InEx - a direct in situ method to measure filtration rates, nutrition and metabolism of active suspension feeders

Gitai Yahel, Dominique Marie,Amatzia Genin

Limnol. Oceanogr. Methods 3:46-58 (2005) | DOI: 10.4319/lom.2005.3.46

ABSTRACT: Sponges, bivalves, and tunicates play an important role in the trophic dynamics of many benthic communities. However, direct in situ measurements of their diet composition, filtration, and excretion rates are lacking for most species, and knowledge of these rates is based mostly on indirect, in vitro measurements.
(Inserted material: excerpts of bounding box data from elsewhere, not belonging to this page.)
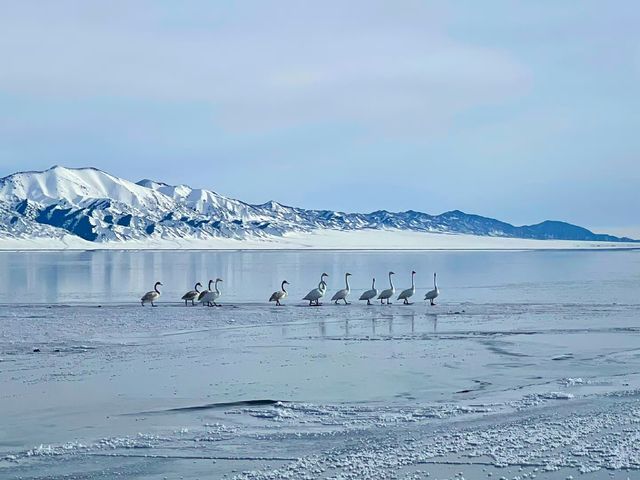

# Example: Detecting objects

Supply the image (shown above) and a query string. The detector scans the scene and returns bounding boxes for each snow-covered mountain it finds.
[0,166,631,248]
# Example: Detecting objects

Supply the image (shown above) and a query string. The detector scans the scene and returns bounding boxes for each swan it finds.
[331,273,351,305]
[200,278,222,307]
[378,272,396,305]
[182,282,202,307]
[398,270,416,305]
[424,273,440,305]
[303,273,329,306]
[269,280,289,306]
[196,280,213,306]
[359,278,378,305]
[140,282,162,307]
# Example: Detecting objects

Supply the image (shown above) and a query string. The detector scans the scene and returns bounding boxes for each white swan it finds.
[303,273,329,306]
[359,278,378,305]
[140,282,162,307]
[182,282,202,307]
[378,272,396,305]
[398,270,416,305]
[269,280,289,306]
[200,278,222,307]
[424,273,440,305]
[196,280,213,305]
[331,273,351,305]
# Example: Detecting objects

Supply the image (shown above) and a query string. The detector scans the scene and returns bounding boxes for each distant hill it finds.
[0,166,635,248]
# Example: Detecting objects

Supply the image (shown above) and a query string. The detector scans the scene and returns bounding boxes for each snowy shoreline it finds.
[0,230,640,251]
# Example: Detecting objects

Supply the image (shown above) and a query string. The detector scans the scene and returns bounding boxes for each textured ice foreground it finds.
[0,303,640,479]
[0,252,640,480]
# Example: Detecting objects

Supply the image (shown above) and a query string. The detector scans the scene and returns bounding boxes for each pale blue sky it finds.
[0,0,640,228]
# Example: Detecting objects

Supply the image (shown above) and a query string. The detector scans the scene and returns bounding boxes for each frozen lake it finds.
[0,251,640,479]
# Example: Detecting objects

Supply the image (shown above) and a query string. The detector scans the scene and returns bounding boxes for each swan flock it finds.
[140,270,440,307]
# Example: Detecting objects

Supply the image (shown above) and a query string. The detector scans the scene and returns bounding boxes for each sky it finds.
[0,0,640,231]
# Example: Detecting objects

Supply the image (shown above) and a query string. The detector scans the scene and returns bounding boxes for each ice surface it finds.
[0,252,640,480]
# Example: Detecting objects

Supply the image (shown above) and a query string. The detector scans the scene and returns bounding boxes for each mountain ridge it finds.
[0,165,637,248]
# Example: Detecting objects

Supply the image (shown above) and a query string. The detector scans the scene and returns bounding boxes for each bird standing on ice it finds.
[378,272,396,305]
[269,280,289,306]
[182,282,202,307]
[398,271,416,305]
[303,273,329,306]
[424,273,440,305]
[359,278,378,305]
[331,273,351,305]
[196,280,213,305]
[200,278,222,307]
[140,282,162,307]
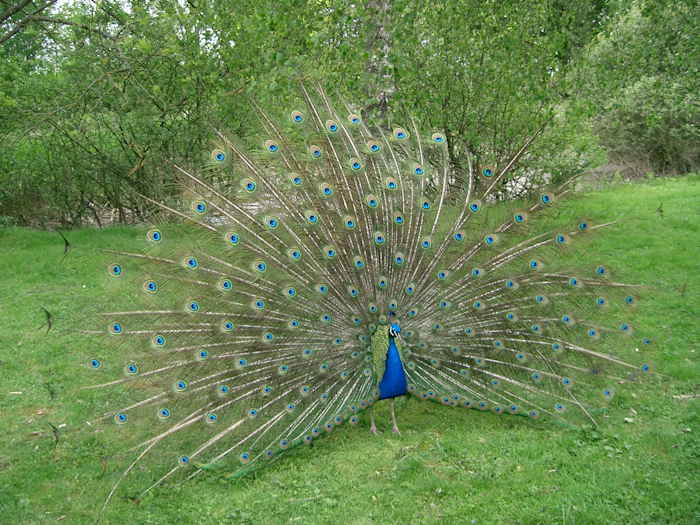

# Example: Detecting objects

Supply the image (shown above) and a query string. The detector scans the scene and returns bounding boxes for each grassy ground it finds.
[0,176,700,525]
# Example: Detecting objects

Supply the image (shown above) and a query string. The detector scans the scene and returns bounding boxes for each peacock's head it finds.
[389,323,401,337]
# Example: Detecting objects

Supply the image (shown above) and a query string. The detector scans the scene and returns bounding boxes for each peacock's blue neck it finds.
[379,336,407,399]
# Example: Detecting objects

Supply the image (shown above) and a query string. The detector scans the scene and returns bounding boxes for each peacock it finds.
[84,84,651,505]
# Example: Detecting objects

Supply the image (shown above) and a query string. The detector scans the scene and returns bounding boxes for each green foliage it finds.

This paper presents and evaluates an in situ, nonintrusive technique of direct measurement of the rate and efficiency by which an active suspension feeder removes (or discharges) substances from (to) the water it filters. The technique, termed “InEx,” is based on the simultaneous, pair-wise collection of the water inhaled and exhaled by the animal. It was specifically adapted to allow reliable sampling of common, small suspension feeders with excurrent aperture as small as 2 mm. The difference in concentrations of a certain substance between a pair of samples provides a measure of the retention (or production) of the substance by the animal. Calculations of feeding (or production) rates are obtained through multiplying the concentration difference by the pumping rate. The latter is concurrently measured by recording the movement of a dye front in a transparent tube positioned within the excurrent jet. An important quality of the InEx technique is that it does not manipulate the studied organisms and thus allows realistic estimates of the organism’s performance under natural conditions. Preliminary results showing the diet composition, feeding rates, and removal efficiencies of some coral reef sponges, bivalves, and tunicates are presented and discussed.